$18 Million Research Center is Dedicated in Newport News (Times-Dispatch)

$18 Million Research Center is Dedicated in Newport News

The Applied Research Center could help bring Virginia jobs, investment, high-technology leadership and even the Nobel Prize, officials said yesterday.

In a ceremony to dedicate the seven-story, $18 million research and development center adjacent to the Thomas Jefferson National Accelerator Facility, Gov. Jim Gilmore and other officials gave the new lab and office building a lot to live up to.

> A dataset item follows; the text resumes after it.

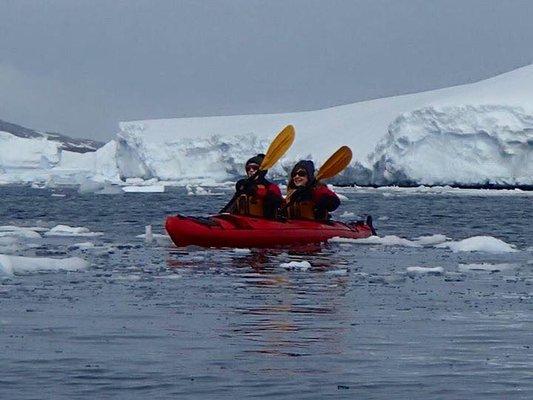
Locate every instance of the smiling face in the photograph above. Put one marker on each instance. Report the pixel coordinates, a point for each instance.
(251, 169)
(300, 177)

The ARC, as the brick and glass structure on Jefferson Avenue is known, will link public universities and private industries with the neighboring federal nuclear physics laboratory. It is also intended to serve as the flagship of a 200-acre, high-technology industrial park, the Jefferson Center for Research and Technology, aiming to lure industries associated with commercial applications of science developed at Jefferson Lab and with its free electron laser.

Owned by the Newport News Economic Development Authority, the center's development and construction were a collaborative effort by the city, the authority, the state and federal governments and four public universities.

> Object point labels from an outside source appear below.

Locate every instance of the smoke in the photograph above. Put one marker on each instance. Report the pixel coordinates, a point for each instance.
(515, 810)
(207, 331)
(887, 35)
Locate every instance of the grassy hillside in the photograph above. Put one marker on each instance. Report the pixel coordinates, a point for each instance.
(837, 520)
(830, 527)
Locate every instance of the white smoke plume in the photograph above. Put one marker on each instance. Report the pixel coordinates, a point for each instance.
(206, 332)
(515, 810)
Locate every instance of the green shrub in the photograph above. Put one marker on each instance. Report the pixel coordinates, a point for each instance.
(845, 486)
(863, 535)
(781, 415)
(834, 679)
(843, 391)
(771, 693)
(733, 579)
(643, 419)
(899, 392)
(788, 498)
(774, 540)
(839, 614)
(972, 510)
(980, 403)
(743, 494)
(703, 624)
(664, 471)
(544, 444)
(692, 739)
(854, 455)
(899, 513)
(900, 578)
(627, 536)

The schools, Christopher Newport University, Norfolk State University, Old Domionion University and the College of William and Mary, all will have research programs at the center designed to encourage collaboration with the building's industrial tenants and Jefferson Lab scientists.

All four schools sent their presidents to join the governor and other officials in making speeches to dedicate the building, and the event's cumulative rhetoric set high hopes.

The rhetorical high-water mark was reached by William and Mary President Timothy J. Sullivan, who predicted that a future researcher or researchers at the new center would undoubtedly win the Nobel Prize.

Gilmore said the center would lead to the "birth of new industries" and help him achieve his goal of bringing Virginia 250,000 new jobs. He predicted the research center's associated industrial park would create 4,200 jobs itself and capture $160 million in investment.

Newport News Mayor Joe S. Frank, the master of ceremonies, waxed poetic by comparing the ARC to the biblical Noah's ark.

"Noah himself would appreciate this building as a worthy craft," he said, for taking the city and region "forward on the tides of technology."

With 122,000 square feet of laboratory, classroom and office space, the building will house researchers from the universities and the Jefferson Lab and provide office space for private business ventures related to the ongoing research.

Jefferson Lab and its partner universities are working with new technologies for a variety of industrial applications.